Gene set analysis for Genome-Wide Association Study and Next Generation Sequencing data
전장유전체연관성분석자료 및 차세대시퀀싱자료에 대한 유전자 집합 분석
- 자연과학대학 통계학과
- Issue Date
- 서울대학교 대학원
- Genome-wide association study (GWAS); Next Generation Sequencing (NGS); Gene-set analysis (GSA); rare variant association test; co-mutation
- 학위논문 (박사)-- 서울대학교 대학원 : 통계학과, 2013. 2. 박태성.
- Genome-wide association study (GWAS) has successfully identified thousands of common genetic variants, mainly common single nucleotide polymorphisms (SNPs), associated with complex traits, including many common diseases. In general, many GWA methods only consider association of a single SNP and provide the list of the most significant SNPs or related genes due to computational burden.

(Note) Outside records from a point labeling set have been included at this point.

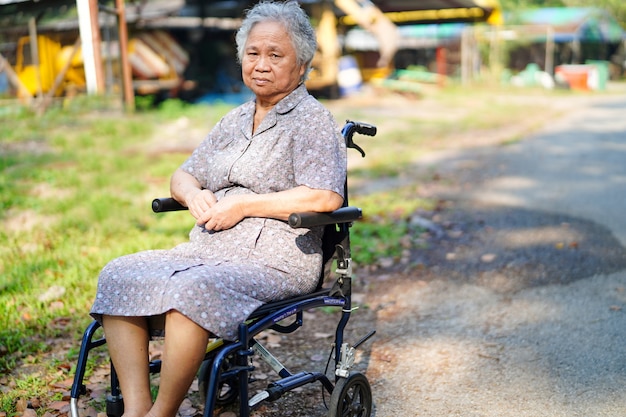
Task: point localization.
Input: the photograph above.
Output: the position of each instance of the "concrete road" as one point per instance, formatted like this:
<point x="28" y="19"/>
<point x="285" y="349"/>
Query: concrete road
<point x="453" y="348"/>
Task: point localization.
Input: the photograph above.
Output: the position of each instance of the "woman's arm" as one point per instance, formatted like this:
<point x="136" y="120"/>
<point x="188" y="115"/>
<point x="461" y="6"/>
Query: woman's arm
<point x="230" y="210"/>
<point x="186" y="189"/>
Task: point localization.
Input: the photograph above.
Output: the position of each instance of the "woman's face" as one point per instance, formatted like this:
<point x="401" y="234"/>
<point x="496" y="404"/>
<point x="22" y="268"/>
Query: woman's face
<point x="269" y="65"/>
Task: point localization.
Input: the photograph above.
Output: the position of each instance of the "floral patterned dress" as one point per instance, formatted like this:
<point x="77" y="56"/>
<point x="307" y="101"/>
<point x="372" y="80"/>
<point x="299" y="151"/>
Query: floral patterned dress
<point x="218" y="278"/>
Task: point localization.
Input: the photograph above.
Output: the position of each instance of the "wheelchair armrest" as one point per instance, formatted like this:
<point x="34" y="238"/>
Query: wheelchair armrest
<point x="310" y="219"/>
<point x="160" y="205"/>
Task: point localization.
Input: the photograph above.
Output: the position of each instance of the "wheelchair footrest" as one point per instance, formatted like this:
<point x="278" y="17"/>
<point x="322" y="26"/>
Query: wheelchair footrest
<point x="276" y="389"/>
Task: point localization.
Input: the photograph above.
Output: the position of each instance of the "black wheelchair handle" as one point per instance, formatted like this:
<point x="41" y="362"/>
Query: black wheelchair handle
<point x="310" y="219"/>
<point x="161" y="205"/>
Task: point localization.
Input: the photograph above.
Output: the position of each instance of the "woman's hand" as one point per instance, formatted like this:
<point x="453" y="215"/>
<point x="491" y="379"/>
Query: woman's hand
<point x="200" y="202"/>
<point x="223" y="214"/>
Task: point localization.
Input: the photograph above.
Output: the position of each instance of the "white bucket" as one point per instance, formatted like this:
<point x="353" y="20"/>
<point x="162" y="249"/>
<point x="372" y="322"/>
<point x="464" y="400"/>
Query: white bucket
<point x="349" y="77"/>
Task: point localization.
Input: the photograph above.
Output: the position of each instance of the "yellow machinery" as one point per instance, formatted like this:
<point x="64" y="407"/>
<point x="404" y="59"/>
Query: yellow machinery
<point x="39" y="63"/>
<point x="156" y="59"/>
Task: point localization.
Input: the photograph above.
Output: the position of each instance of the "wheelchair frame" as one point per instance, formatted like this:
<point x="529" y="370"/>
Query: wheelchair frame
<point x="227" y="363"/>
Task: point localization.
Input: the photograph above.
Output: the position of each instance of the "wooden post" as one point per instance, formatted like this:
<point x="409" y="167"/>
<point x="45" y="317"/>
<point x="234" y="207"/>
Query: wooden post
<point x="127" y="80"/>
<point x="15" y="80"/>
<point x="97" y="44"/>
<point x="59" y="79"/>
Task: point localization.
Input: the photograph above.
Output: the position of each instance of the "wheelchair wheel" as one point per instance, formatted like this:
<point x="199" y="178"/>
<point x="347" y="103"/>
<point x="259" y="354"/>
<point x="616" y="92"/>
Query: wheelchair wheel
<point x="227" y="390"/>
<point x="351" y="397"/>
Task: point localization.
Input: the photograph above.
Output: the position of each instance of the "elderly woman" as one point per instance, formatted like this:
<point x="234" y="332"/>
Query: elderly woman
<point x="278" y="154"/>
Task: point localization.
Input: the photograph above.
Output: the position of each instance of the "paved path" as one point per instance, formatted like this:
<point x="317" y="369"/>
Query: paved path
<point x="461" y="349"/>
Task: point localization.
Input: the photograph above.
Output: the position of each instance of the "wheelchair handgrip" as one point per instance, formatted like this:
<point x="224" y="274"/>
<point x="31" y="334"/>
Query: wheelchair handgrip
<point x="160" y="205"/>
<point x="310" y="219"/>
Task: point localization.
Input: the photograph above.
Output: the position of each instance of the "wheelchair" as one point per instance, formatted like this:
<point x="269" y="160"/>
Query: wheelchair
<point x="225" y="373"/>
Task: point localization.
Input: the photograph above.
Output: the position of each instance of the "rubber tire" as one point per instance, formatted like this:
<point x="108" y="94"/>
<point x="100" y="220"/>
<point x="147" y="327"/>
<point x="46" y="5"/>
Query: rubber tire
<point x="228" y="391"/>
<point x="351" y="397"/>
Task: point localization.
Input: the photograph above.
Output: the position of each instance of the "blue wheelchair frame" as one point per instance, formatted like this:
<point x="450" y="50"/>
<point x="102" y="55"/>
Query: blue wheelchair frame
<point x="227" y="363"/>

However, complex diseases often result from compound action of multiple risk factors and therefore the single-SNP-based analysis may miss the genetic variants that affect risk effects jointly but have scarce individual effects. Also, it has been suggested that the associated variants can explain only a small fraction of the heritability of most common traits.
To resolve these issues, it was suggested to utilize prior biological knowledge or known pathway information, and thus to incorporate a set of related SNPs, which leads to a smaller number of tests. This approach was motivated by the gene-set analysis (GSA), widely used in the analysis of microarray data. GSA focuses on gene-sets rather than individual genes, and combines weak signals from a number of individual genes in a set, when individual genes are weakly associated with the traits. Considering the multiple SNPs jointly within a gene-set in GWAS can increase power.
When multiple SNPs are jointly considered, the corresponding SNP-level association measures are likely to be correlated due to the linkage disequilibrium (LD) among SNPs. We proposed SNP-based parametric robust analysis of gene-set enrichment (SNP-PRAGE) method which handles correlation adequately among association measures of SNPs, and minimizes computing effort by the parametric assumption. SNP-PRAGE first obtains gene-level association measures from SNP-level association measures by incorporating the size of corresponding (or nearby) genes and the LD structure among SNPs. Afterward, SNP-PRAGE acquires the gene-set level summary of genes that undergo the same biological knowledge. This two-step summarization makes the within-set association measures to be independent from each other, and therefore the central limit theorem can be adequately applied for the parametric model.
In addition, rare variants study is another breakthrough to limitation of GWAS. Rare variants are defined as variants with minor allele frequency less than one percent. There are growing evidences that rare variants contribute to the etiology of complex disease. It has been argued that collections of rare variants could fill the missing heritability of common traits. Since frequencies of rare variants are very low, even with high penetrance, it will be difficult to detect association with any single rare variant. Hence, the most popular statistical test for GWAS based on testing single SNPs is not expected to perform well.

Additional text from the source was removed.